The fourth thing that love does is it “endures all things.” To endure means to remain behind or hold your ground. It is a military term that means to hold your position at all costs. Even if the battle is lost the soldier is to keep on fighting to the bitter end. So then, we might say that love never backs down. It holds fast to its object. Even in the face of rejection love will never stop loving.


Is this not how God loves us? (Rom. 5:6-10) It is His love for us that motivates us to hold onto Jesus no matter what (Rom. 5:3-5).

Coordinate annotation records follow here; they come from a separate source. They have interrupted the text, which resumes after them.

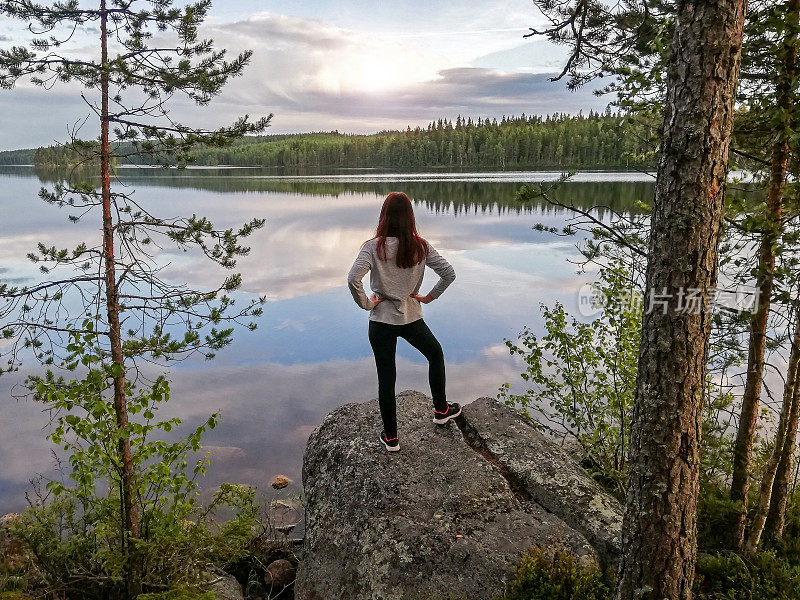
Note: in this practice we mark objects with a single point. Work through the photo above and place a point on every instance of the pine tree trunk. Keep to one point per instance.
(129, 507)
(766, 267)
(659, 529)
(768, 478)
(776, 517)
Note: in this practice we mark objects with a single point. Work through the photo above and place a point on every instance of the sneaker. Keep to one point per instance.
(392, 445)
(453, 410)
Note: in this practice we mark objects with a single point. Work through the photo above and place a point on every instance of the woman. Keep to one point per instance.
(396, 258)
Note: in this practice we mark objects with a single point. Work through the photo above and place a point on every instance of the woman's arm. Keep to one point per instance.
(360, 268)
(443, 269)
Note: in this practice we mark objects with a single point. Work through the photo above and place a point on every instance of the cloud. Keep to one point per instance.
(305, 67)
(315, 76)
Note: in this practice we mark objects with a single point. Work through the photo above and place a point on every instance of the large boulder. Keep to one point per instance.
(450, 514)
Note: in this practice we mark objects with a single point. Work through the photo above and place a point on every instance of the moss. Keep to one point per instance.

We see Jesus, surrounded by sinners, the sky black with darkness at midday, lonely, broken, weak and nailed to a cross by the very ones He came to save. And yet He says, “Father forgive them for they know not what they do” (Lk. 23:34). He never stopped loving even though His love was rejected. His love endured all things because it looked beyond the present to the hope of what might be in the future. William Barclay called God’s love for mankind “unconquerable.” Now, as recipients of this kind of love we are charged to love each other the same way.